10. In SAF, we have just started a new centre called the Centre of Excellence for Soldier Performance (CESP), where NSF will start wearing wearable devices to track their fitness, muscle mass, body temperature and heartbeat. They will start to collect a lot of health and fitness data. If we can combine the data that SAF has with Health365, and including all the Sports Hub facilities we have across the country, we can create something special. A service which can help track every one of us, improve our fitness and help us lead a much healthier lifestyle.
11. All these efforts must continue, and in time to come we will have an improved version of Health365 that is far more useful. We must continue to work together to encourage our citizens to keep fit, stay healthy, and acquire life-saving skills. I want to thank the National Resuscitation Council, Sports Hub, SportSG, the Unit for Prehospital Emergency Care, and the Singapore Heart Foundation for organising this meaningful event to raise awareness of sports safety.

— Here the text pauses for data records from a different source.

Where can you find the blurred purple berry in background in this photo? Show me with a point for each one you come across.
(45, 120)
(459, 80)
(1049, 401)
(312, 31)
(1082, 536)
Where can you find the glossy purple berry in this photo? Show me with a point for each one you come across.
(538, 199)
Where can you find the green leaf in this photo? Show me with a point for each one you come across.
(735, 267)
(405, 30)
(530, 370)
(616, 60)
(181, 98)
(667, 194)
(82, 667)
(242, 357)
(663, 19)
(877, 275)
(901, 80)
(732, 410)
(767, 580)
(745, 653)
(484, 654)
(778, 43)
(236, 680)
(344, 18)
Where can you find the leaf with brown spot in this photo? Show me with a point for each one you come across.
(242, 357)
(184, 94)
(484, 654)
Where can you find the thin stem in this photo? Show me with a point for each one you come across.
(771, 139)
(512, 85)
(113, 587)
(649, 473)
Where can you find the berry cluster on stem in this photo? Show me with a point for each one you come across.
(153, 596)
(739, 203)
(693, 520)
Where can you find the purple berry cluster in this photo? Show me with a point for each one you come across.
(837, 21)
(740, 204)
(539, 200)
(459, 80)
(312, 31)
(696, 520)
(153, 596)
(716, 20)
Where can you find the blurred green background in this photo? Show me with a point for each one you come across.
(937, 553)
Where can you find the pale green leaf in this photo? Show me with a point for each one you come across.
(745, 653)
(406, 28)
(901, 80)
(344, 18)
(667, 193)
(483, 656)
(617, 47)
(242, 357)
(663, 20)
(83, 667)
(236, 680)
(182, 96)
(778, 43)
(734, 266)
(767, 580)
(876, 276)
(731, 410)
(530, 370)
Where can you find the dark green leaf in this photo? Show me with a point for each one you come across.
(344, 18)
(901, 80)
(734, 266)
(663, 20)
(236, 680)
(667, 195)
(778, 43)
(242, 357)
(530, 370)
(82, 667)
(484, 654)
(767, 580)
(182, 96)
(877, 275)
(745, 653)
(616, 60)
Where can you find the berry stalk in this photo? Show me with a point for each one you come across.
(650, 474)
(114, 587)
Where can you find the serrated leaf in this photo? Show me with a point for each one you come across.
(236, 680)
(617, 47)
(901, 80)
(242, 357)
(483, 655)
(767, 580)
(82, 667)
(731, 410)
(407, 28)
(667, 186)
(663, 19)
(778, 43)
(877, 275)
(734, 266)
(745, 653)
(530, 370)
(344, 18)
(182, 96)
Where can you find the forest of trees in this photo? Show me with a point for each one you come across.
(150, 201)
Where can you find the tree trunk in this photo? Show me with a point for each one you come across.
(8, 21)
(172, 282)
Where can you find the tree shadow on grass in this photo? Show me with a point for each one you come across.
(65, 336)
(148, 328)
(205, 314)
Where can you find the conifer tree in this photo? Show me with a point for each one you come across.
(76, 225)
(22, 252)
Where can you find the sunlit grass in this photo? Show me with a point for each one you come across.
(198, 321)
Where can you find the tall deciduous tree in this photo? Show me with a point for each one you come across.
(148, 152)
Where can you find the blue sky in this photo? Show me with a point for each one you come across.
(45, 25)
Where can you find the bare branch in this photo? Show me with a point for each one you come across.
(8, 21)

12. I also want to acknowledge the life-savers from our community and the Emergency Ambulance Services. They will be receiving the Survivor Awards from those they had saved. This is a really heart-warming and purposeful gesture. We want to recognise their efforts. CPR is a selfless skill. We learn it not to benefit ourselves but to benefit others, and save others. I hope all present here today will be inspired to undergo training as first-responders.
13. Have a fulfilling day ahead. Thank you.